Tellingly, in the 1990s, Jo Murphy-Lawless stated about obstetrics: ‘If I were to only extract two words whereby to classify the concerns of contemporary obstetric practice, they would not include birth, but risk and death’ (1998: 229). ‘Birth’ as a former capacity of pregnant people is replaced with ‘risk’ and ‘death’. The installation of a politics that uses death, specifically infanticide, as its main referent still makes reproductive care which is truly affirmative of the maternal hard to come by. The biopolitical fostering of life still rests upon the continuous effectuation of the taboo of death, namely as the accusation of a dead child, upon which the maternal subject is still negated and traumatised. As a result, any assertion of maternal subjectivity seems to threaten the biopolitical project of safely fostering future life since it evokes the threat of death through which maternal subjectivity is negated and controlled – attesting to my own experience as a midwife that taking pregnant people seriously and keeping the foetus safe seem mutually exclusive. The affirmation of the maternal subject in birth, or with regards to abortion or contraception, is already in and of itself a biopolitical transgression since the protection of the future subject is bound up with the negation of the maternal. This means that the practice of playing the dead baby card in birth is not only a manipulation technique. It is not only a tactic used to make mothers comply. It is rather the making explicit of the borders of the biopolitical subjectification of life; it is a warning for the taboo of the child's death if you cross over.

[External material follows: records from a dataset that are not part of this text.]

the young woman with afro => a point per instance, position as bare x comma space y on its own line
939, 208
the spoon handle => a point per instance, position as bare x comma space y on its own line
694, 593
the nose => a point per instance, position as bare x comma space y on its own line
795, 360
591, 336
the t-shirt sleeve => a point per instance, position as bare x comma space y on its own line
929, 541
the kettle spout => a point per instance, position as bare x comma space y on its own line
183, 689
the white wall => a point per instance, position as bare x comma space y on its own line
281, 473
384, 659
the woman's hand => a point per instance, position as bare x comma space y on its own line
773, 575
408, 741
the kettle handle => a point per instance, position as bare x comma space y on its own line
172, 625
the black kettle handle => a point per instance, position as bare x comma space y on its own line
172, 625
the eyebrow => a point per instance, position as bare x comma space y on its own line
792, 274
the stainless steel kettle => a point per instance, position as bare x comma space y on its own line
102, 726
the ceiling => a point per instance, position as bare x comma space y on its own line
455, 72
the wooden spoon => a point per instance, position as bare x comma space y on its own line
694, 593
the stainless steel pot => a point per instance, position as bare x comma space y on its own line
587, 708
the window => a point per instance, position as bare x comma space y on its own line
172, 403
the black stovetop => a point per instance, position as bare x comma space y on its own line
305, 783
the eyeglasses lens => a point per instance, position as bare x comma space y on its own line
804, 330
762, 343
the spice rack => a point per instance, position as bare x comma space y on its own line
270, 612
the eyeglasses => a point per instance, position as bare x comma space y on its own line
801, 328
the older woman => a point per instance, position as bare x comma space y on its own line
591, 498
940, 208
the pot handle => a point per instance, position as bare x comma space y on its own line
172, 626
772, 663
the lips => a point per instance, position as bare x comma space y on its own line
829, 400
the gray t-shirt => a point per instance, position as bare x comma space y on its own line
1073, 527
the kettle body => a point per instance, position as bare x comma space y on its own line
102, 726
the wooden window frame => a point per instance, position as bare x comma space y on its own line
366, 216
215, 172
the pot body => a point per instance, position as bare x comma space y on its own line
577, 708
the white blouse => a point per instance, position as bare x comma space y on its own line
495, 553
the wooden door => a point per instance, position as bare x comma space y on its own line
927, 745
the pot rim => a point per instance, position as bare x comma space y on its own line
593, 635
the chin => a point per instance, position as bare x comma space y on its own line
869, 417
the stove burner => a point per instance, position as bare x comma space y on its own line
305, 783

Rather than a necropolitics that threatens the life of mothers and their children, which would be a ‘true’ necropolitics, matricide can be recognised as part and parcel of the modern bio-necro configuration of reproduction as the constitutive border of the project of biopolitical subjectification, which is the extractive instrumentalisation of the maternal body and the negation of maternal subjectivity. Because the death, or the termination, of future life is the direct contradiction, and thus the taboo, the limit, the excess, of biopolitics, the project of subjectification must exclude the maternal in order to be able to accumulate and control reproduction directly, subjecting her, instead, to a de-subjectifying politics that functions through the signifier of death instead of life, and is a kind of necropolitics that I have differentiated as matricide. 3 Although the playing of the dead baby card no longer consists of the actual threat of matricide as it did during the witch hunts, it still constructs maternal self-determination as a transgression of the biopolitical project of fostering life. As such, the playing of the dead baby card still expropriates and captures the maternal subject, echoing its primitive accumulation through the continuous implicit accusation of infanticide.